A crackling switch is probably just worn out (spring weak) and can easily be replaced with new. The same with sockets, especially if they show any sign of brown discolouration.
A 1930's house is pretty sure to have been rewired by now, most likely with square-pin sockets and PVC cable. If it was done prior to 1970-ish, the lighting circuits may have no earth connection, so for safety you must only use plastic (not metal) switches and light fittings. Earthing, main bonds and supplementary bonding are probably poor and should be upgraded (fairly simple).

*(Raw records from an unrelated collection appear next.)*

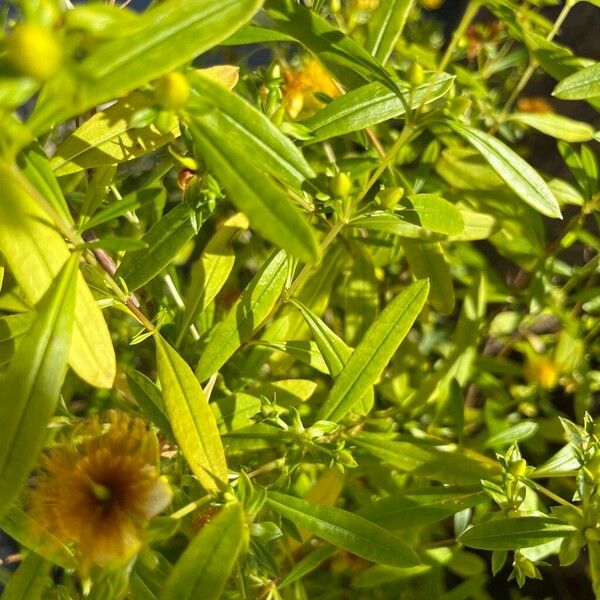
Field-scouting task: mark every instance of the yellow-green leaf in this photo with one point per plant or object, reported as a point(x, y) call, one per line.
point(203, 569)
point(31, 386)
point(35, 253)
point(245, 316)
point(374, 351)
point(191, 418)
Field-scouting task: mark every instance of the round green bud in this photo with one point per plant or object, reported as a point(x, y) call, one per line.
point(415, 73)
point(389, 197)
point(172, 90)
point(518, 468)
point(340, 185)
point(34, 50)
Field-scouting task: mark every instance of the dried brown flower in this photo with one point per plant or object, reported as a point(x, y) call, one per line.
point(98, 490)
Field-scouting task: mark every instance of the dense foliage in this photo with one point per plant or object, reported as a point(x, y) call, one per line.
point(286, 310)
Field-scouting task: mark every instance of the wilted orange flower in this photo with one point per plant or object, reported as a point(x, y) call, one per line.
point(302, 84)
point(535, 104)
point(98, 490)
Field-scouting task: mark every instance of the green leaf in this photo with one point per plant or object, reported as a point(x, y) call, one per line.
point(36, 167)
point(12, 328)
point(580, 86)
point(371, 104)
point(150, 400)
point(385, 27)
point(520, 177)
point(415, 217)
point(23, 528)
point(558, 61)
point(210, 272)
point(512, 534)
point(446, 464)
point(164, 240)
point(174, 33)
point(304, 351)
point(108, 138)
point(417, 508)
point(334, 350)
point(308, 564)
point(557, 126)
point(33, 382)
point(205, 565)
point(254, 134)
point(234, 411)
point(360, 299)
point(374, 351)
point(191, 418)
point(348, 61)
point(516, 433)
point(35, 253)
point(270, 210)
point(129, 203)
point(245, 316)
point(29, 580)
point(344, 530)
point(426, 260)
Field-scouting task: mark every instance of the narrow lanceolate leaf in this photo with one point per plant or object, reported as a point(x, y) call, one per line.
point(512, 534)
point(344, 530)
point(270, 210)
point(191, 418)
point(37, 170)
point(210, 272)
point(35, 253)
point(371, 104)
point(557, 126)
point(581, 85)
point(150, 400)
point(29, 580)
point(254, 134)
point(426, 260)
point(164, 240)
point(109, 138)
point(518, 175)
point(31, 534)
point(417, 508)
point(374, 351)
point(334, 350)
point(174, 33)
point(206, 564)
point(385, 27)
point(33, 381)
point(245, 316)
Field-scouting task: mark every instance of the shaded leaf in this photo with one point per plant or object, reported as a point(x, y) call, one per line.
point(385, 27)
point(36, 252)
point(245, 316)
point(344, 530)
point(511, 534)
point(374, 351)
point(29, 580)
point(520, 177)
point(205, 565)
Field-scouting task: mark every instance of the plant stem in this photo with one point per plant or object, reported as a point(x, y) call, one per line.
point(530, 70)
point(469, 14)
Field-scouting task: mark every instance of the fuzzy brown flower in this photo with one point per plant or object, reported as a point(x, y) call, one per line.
point(98, 490)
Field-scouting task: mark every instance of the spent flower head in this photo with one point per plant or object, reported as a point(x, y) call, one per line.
point(97, 490)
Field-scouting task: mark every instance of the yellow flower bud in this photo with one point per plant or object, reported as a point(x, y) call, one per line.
point(172, 90)
point(35, 51)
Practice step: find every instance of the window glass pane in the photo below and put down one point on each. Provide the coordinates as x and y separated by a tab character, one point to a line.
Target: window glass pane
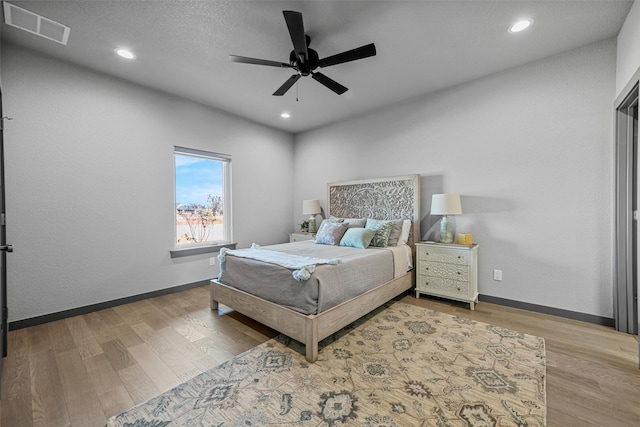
200	195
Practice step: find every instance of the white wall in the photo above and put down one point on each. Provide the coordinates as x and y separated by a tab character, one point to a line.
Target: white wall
530	151
89	181
628	57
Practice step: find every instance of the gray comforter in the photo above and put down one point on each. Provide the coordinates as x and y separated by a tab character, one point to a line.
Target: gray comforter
357	271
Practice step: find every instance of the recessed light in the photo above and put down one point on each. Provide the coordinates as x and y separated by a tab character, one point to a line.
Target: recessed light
521	25
125	53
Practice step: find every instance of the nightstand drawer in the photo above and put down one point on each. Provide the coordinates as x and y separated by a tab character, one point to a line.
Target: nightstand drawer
448	271
451	271
449	256
442	286
300	236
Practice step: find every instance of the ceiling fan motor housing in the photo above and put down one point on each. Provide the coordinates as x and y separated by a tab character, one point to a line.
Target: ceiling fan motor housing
304	65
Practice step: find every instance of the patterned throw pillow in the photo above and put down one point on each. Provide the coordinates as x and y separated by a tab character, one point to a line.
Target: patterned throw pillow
396	229
331	232
382	229
357	237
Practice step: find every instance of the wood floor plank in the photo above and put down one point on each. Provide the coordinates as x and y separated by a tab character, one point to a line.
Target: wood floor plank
85	341
17	398
115	401
60	336
80	396
138	384
49	407
161	375
117	354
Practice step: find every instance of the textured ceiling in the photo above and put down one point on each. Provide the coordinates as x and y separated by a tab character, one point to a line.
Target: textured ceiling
183	47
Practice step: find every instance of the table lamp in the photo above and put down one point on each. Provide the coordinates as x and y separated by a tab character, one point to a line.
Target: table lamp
447	205
311	207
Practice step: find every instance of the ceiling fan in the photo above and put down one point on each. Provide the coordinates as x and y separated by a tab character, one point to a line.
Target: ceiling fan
305	60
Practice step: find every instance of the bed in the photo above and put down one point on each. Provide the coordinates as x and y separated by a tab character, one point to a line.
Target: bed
383	198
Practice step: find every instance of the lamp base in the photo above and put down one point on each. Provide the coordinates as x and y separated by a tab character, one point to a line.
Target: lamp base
447	229
312	225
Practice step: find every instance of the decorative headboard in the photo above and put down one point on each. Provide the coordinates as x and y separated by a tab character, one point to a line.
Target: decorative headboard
379	198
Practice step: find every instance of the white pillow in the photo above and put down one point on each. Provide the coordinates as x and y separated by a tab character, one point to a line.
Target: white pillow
404	234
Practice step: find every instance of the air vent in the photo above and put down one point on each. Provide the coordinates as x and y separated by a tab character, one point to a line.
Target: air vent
35	24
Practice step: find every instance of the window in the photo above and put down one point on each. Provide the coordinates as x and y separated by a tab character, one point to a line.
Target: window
202	202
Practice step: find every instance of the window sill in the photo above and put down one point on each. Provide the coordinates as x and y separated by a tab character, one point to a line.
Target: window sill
176	253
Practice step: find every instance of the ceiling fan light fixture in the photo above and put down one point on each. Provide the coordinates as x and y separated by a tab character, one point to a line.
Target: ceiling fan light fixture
125	53
521	25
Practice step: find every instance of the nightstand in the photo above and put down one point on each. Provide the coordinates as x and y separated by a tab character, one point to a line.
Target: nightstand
298	236
447	270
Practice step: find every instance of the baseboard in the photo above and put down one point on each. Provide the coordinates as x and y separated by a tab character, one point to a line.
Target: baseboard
38	320
567	314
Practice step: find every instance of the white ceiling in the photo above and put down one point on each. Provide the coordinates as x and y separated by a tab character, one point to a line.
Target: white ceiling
183	47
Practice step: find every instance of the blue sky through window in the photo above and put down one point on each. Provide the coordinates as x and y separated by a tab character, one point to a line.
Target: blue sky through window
196	178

The main problem I anticipate is that you will have too few socket outlets, and may be tempted to use adaptors and extensions. Trailing multi-way sockets are quite good in, say a bedroom or round the TV, where the load is very low. You should not use adaptors or extensions for a washer, drier or dishwasher. If you have an immersion heater the switch is likely to be brittle, so are old light fittings as old filament (incandescent) bulbs used to get very hot. Again they are cheap and easy to change.
Any electrician must (should) be a member of a self-certification scheme (and not be just a "Domestic Installer" which is the lowest grade of qualification). Look on one of the Competent Person websites, which maintain a register of qualified people, searchable by postcode. NICEIC is one example.
Beware of people who offer free surveys. Obviously they have to make a profit and recover the cost of all their free surveys by charging well for any work they find necessary.
An experienced electrician will often know within two minutes of walking through the door if you need a full rewire. But unless it is that bad, it should take about half a day to test and inspect. You want a written report of findings and recommendations. You should expect to pay the correct rate. You can ask for the cost to be allowed against the cost of remedial work that is done shortly afterwards by the same person (ask in advance).
If you have a new consumer unit, all the circuits connected to it will have to be brought up to standard. This may be expensive. I would suggest having a new CU, with RCDs or preferably RCBOs, which is big enough for the whole house, but only connect to it new work, such as a new kitchen circuit, or a new electric shower, or new outdoor lights. That way it is possible to upgrade the installation piecemeal. A recent change requires all new consumer units to be non-combustible (e.g. metal). If anyone offers to sell you a plastic one, show him the door, but you can carry on using an existing one.